3.2. Verdade e ética devem andar juntas
Quando somos verdadeiros, ficamos em paz, pois fazemos o bem a nós
mesmos e aos que nos cercam. DEUS tem compromisso com a verdade e com aqueles
que falam a verdade (Pv 22.12). Isso porque os justos sabem dizer coisas
agradáveis, mas os ímpios somente falam em ofender os outros (Pv 10.32). Sendo
assim, viver na verdade avalia a ética cristã, que diz: “Não admitirá falso
rumor” (Êx 23.1).
Bispo
Abner Ferreira (2024, p. 270): “Hoje, virou rotina ouvir a expressão fake news,
que revela as bolhas de desinformação e boatos falsos, que desestruturam a
sociedade.

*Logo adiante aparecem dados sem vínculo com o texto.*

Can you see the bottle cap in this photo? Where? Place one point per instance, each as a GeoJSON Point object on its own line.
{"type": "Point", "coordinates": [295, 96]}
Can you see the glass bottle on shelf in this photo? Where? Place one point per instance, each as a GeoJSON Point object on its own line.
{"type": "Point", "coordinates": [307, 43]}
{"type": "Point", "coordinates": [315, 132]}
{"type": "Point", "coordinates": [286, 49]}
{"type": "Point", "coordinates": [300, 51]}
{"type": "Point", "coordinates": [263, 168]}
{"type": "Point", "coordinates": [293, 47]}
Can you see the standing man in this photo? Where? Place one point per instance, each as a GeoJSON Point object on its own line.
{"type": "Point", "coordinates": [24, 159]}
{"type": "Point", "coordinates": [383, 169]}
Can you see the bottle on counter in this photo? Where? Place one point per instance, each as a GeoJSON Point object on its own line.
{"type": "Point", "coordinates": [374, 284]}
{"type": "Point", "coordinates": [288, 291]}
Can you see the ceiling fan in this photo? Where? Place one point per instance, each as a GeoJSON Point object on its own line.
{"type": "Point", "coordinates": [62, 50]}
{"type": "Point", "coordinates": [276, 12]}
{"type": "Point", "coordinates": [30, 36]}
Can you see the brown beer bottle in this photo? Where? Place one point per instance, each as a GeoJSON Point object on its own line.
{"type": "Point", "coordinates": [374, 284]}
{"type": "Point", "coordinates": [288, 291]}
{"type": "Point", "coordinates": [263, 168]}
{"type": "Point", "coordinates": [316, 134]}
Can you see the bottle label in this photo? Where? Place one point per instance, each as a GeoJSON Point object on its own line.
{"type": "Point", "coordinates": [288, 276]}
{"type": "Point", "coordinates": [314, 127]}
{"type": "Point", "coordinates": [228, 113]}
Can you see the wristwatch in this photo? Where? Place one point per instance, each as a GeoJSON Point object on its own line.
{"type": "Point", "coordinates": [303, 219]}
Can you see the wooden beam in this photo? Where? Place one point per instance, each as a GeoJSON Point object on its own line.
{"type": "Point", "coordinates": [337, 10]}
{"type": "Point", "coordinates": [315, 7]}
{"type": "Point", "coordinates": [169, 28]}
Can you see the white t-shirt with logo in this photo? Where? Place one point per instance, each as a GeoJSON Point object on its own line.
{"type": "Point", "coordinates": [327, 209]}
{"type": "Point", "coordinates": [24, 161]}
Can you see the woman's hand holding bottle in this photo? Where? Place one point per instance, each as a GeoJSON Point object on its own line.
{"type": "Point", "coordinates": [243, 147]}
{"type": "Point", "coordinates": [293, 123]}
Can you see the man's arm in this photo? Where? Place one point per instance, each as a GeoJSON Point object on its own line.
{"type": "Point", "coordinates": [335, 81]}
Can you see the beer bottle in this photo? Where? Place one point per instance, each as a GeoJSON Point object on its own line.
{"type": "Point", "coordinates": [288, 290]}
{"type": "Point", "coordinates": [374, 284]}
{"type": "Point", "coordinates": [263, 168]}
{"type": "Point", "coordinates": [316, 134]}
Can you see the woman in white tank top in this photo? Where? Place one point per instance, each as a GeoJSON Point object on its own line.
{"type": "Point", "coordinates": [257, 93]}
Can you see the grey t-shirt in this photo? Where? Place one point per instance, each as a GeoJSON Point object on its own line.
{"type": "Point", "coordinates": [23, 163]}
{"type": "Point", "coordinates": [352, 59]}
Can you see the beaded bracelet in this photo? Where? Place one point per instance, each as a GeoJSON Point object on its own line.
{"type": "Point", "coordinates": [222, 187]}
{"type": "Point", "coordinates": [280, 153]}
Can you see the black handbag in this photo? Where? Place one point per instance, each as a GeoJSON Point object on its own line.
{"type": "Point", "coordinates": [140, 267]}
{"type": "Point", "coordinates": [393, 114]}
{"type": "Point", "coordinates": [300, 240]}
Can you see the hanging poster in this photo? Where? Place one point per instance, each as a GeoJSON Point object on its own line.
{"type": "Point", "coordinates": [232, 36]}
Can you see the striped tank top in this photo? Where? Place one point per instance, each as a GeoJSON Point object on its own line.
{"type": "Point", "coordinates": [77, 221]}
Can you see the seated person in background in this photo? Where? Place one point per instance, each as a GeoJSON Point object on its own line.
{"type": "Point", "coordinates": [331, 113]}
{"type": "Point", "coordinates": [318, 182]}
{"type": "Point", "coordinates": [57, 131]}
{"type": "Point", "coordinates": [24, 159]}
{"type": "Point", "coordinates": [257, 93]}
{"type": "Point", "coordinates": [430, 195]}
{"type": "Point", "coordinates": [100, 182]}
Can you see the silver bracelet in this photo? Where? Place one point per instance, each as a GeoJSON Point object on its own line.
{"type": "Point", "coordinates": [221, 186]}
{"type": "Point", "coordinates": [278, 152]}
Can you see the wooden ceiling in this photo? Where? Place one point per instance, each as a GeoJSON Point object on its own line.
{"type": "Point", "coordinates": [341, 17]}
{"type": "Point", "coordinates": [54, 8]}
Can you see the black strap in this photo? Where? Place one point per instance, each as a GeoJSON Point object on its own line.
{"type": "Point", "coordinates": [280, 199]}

Sabemos que a verdade trata valores éticos profundos e, por essa
razão, a ética e a verdade caminham conectadas: O lábio de verdade ficará
sempre, mas a língua mentirosa dura só um momento.”
3.3. Guarde a verdade como tesouro valioso
O sábio nos orienta a comprar e nunca vender a verdade (Pv 23.23),
ou seja, a fazer um investimento elevado para obter a verdade (Pv 4.5-7). Não
renuncie à verdade. O salmista nos afirma que escolheu o caminho da verdade e
se propôs a segui-lo (Sl 119.30). A verdade é preciosa porque JESUS é a Verdade
que nos liberta do poder do pecado (Jo 8.32).
R.N.
Champlin (2001, p. 2556): “A verdade que um homem compra é a verdade da Lei.
Agora, o livro de Provérbios a explicar como algo que contém elementos de
sabedoria, instrução e entendimento, descrições padronizadas da Lei e seus
benefícios. As declarações de sabedoria foram compostas para possibilitar a sua
compra.
EU ENSINEI QUE:
Viver a verdade
é uma virtude, e aquele que fala a verdade salva vidas.
CONCLUSÃO
A verdade é um bem precioso, do qual não devemos nos afastar
jamais. O mentiroso vive preso em suas mentiras, servindo de joguete para o
diabo, que é o pai da mentira. Mentir é um pecado que DEUS abomina, e os
desdobramentos de palavras mentirosas podem causar sérios prejuízos.